Just a guess, but what you have was probably owned at one time by an Amway rep. I think they had a KU channel up there somewhere at one time.


----------



## FTA Michael (Jul 21, 2002)

Thumbing through LyngSat, I'm inspired for another newbie question. If I point a 30" dish at Galaxy 10R, could I pick up The Outdoor Channel East at "4180 H"? LyngSat lists one analog clear channel for that bird, and I interpret the table to say that's it.

(I know I need a digital box for the Outdoor Channel East and West digital feeds.)

With a signal strength needle on its front, maybe I can make this critter work as a signal-finder or proof-of-concept for aiming a dish. Then I can figure out which digital receiver to go for on eBay.


----------



## TonyM (Aug 14, 2003)

carload said:


> Thumbing through LyngSat, I'm inspired for another newbie question.

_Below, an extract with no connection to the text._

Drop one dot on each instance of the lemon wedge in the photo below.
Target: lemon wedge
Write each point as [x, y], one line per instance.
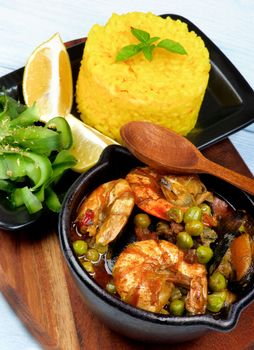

If I point a 30" dish at Galaxy 10R, could I pick up The Outdoor Channel East at "4180 H"? LyngSat lists one analog clear channel for that bird, and I interpret the table to say that's it.


anything 4 digit frequencies (4180) are C-Band and you need at least a 6 foot dish and correct LNB for that.

If you have a spare 30" around, aim it at AMC9 (85). TP19 is usually up with color bars.


----------